Within the context of water supply, the presence of dolerite intrusions within low-permeability shale provides targets for viable groundwater supplies. This is particularly important as shale environments are often the most difficult areas in which to find groundwater (MacDonald & Calow 2009) and are associated with persistent low water coverage and poor health (MacDonald et al. 2005). Dolerite intrusions are also relatively simple to find using geophysical methods (Woodford & Chevallier 2002). Because the fracturing mechanism is not associated with weathering and unloading, dolerite intrusions are also likely to provide significant fluid pathways at depth within a sedimentary sequence. In this example, the intrusions were more significant than the presence of sandstone, limestone or siltstone. Therefore the occurrence of dolerite intrusions must also be carefully considered when relying on argillaceous environments to restrict fluid migration.
Conclusions
Detailed research into the hydrogeology of low-permeability Cretaceous shales in West Africa has shown that the presence of dolerite intrusions can significantly enhance permeability and facilitate groundwater flow. Exploration boreholes that targeted dolerite intrusions within smectite-dominated host rock have transmissivities of up to 60 m2 day−1. Where dolerite was intruded into sandstones, however, fracturing was less and the measured transmissivity was lower (<0.5 m2 day−1). Where no dolerite intrusion was present, the transmissivity was generally <0.01 m2 day−1. The dolerite intrusions within the shale were intensely fractured at the intrusion edge, with significant zeolite growth along fracture surfaces. We postulate that the low permeability and high water content of the shale enabled high pressures to develop during intrusion, facilitating the development of fractures along the intrusion contact zone.
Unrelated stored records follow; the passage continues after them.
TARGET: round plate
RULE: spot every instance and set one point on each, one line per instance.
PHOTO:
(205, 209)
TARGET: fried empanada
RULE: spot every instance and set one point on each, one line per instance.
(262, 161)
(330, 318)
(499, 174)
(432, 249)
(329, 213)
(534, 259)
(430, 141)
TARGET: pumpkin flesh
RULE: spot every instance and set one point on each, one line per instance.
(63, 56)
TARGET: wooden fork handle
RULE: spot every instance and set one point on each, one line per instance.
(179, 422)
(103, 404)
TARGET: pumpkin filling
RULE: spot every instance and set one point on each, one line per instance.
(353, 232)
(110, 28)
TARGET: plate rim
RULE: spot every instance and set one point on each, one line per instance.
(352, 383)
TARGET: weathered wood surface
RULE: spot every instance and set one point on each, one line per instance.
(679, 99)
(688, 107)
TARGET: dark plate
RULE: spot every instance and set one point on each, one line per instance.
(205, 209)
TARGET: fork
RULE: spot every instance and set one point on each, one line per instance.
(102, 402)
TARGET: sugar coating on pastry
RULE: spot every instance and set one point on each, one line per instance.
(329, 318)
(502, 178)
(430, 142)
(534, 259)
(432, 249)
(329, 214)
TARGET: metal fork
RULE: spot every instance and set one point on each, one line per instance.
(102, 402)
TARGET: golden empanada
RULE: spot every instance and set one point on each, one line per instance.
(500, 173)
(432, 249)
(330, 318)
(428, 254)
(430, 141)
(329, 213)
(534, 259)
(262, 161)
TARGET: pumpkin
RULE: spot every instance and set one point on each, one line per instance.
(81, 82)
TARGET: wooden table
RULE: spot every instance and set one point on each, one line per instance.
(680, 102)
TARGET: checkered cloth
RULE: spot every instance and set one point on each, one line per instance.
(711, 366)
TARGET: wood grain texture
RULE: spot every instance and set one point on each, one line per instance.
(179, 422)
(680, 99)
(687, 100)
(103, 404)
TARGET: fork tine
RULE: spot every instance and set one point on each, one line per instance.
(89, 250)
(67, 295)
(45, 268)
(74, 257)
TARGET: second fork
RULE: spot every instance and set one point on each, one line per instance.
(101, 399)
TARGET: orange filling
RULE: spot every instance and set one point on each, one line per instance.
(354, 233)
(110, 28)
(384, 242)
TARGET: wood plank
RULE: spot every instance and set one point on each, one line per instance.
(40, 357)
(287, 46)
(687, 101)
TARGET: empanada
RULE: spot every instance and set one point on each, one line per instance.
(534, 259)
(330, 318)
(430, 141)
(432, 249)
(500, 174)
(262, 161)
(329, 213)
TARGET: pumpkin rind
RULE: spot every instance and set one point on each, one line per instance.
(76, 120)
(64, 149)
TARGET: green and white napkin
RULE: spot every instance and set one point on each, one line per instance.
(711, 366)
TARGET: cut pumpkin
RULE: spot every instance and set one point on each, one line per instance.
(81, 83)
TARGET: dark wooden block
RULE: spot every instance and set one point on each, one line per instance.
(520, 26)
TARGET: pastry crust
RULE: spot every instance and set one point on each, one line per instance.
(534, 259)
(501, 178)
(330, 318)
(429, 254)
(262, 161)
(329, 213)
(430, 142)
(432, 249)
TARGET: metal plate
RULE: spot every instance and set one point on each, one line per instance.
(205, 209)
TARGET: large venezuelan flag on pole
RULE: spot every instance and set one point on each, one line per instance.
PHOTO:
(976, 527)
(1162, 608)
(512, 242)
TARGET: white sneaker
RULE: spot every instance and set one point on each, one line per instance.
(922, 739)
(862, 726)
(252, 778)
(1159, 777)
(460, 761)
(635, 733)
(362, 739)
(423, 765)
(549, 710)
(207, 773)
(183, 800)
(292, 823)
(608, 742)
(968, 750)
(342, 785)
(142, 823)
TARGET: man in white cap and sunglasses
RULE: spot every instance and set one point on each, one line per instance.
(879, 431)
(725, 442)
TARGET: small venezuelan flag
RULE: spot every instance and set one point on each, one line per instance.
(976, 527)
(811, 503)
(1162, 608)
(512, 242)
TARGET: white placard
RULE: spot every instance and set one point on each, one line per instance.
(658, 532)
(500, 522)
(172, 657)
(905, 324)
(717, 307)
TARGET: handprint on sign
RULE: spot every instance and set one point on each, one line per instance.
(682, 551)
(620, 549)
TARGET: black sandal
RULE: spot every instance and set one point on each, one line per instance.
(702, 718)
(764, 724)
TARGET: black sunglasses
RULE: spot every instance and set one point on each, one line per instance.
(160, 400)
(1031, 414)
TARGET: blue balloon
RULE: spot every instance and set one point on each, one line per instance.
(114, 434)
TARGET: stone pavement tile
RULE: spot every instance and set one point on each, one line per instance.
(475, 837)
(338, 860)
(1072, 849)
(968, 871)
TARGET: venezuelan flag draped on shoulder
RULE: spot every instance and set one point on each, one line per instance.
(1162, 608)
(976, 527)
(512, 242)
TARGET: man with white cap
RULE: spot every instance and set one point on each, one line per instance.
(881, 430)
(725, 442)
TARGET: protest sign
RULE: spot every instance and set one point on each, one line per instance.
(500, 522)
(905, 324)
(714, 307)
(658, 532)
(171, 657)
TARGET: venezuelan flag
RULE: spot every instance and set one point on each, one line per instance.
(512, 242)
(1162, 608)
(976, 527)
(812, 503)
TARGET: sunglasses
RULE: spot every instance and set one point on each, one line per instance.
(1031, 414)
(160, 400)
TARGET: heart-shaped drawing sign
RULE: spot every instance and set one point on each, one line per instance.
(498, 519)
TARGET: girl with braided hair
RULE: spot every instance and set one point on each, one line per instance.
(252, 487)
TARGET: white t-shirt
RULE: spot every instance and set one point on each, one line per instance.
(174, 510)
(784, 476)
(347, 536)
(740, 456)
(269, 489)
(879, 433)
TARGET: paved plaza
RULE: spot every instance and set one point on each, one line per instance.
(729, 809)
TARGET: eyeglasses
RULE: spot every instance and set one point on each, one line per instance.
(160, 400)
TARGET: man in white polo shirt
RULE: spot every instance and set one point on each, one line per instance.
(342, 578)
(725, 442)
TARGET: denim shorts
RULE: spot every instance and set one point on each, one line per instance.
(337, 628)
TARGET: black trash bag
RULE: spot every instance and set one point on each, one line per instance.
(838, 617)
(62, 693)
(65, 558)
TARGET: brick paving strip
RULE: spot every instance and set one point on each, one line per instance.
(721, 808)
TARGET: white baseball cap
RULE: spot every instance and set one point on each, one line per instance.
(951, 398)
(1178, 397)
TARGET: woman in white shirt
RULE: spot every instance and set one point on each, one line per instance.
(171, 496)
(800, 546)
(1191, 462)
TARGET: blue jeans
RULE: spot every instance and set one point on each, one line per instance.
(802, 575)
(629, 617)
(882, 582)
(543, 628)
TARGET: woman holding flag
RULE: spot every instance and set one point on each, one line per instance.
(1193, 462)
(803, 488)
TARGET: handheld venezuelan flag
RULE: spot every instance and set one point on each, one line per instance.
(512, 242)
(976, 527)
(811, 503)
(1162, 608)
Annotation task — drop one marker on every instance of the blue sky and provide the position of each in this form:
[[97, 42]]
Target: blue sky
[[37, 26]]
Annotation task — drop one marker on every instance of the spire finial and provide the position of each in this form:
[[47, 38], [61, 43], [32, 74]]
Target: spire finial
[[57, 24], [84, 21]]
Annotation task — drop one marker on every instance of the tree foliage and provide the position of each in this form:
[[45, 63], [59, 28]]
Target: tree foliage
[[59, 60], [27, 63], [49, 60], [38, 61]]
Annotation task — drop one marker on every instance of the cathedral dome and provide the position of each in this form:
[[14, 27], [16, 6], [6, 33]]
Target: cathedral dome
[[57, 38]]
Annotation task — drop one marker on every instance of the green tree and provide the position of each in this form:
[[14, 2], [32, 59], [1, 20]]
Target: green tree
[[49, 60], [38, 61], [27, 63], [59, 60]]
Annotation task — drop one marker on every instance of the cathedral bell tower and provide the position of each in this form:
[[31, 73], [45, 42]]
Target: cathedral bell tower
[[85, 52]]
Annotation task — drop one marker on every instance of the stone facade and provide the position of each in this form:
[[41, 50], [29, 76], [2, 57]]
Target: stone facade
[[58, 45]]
This research has two major implications: (1) dolerite intrusions may offer a promising target for rural water supply in smectite-dominated shale environments; and (2) when considering shale environments for their ability to restrict fluid flow, and therefore as targets for waste repositories, careful consideration is required of the possibility of encountering igneous intrusions within the sequence.
Acknowledgements
The interpretation and analysis of this work forms part of the British Geological Survey Official Development Assistance (ODA) programme. The work was carried out with the assistance of many people in Nigeria, including Steve Sugden, Kitka Goyol and Vincent Edu of WaterAid. The drilling was undertaken by Peter Ball, Peter Rastell and Sunday Arafan. The paper is published with the permission of the Executive Director, British Geological Survey (NERC).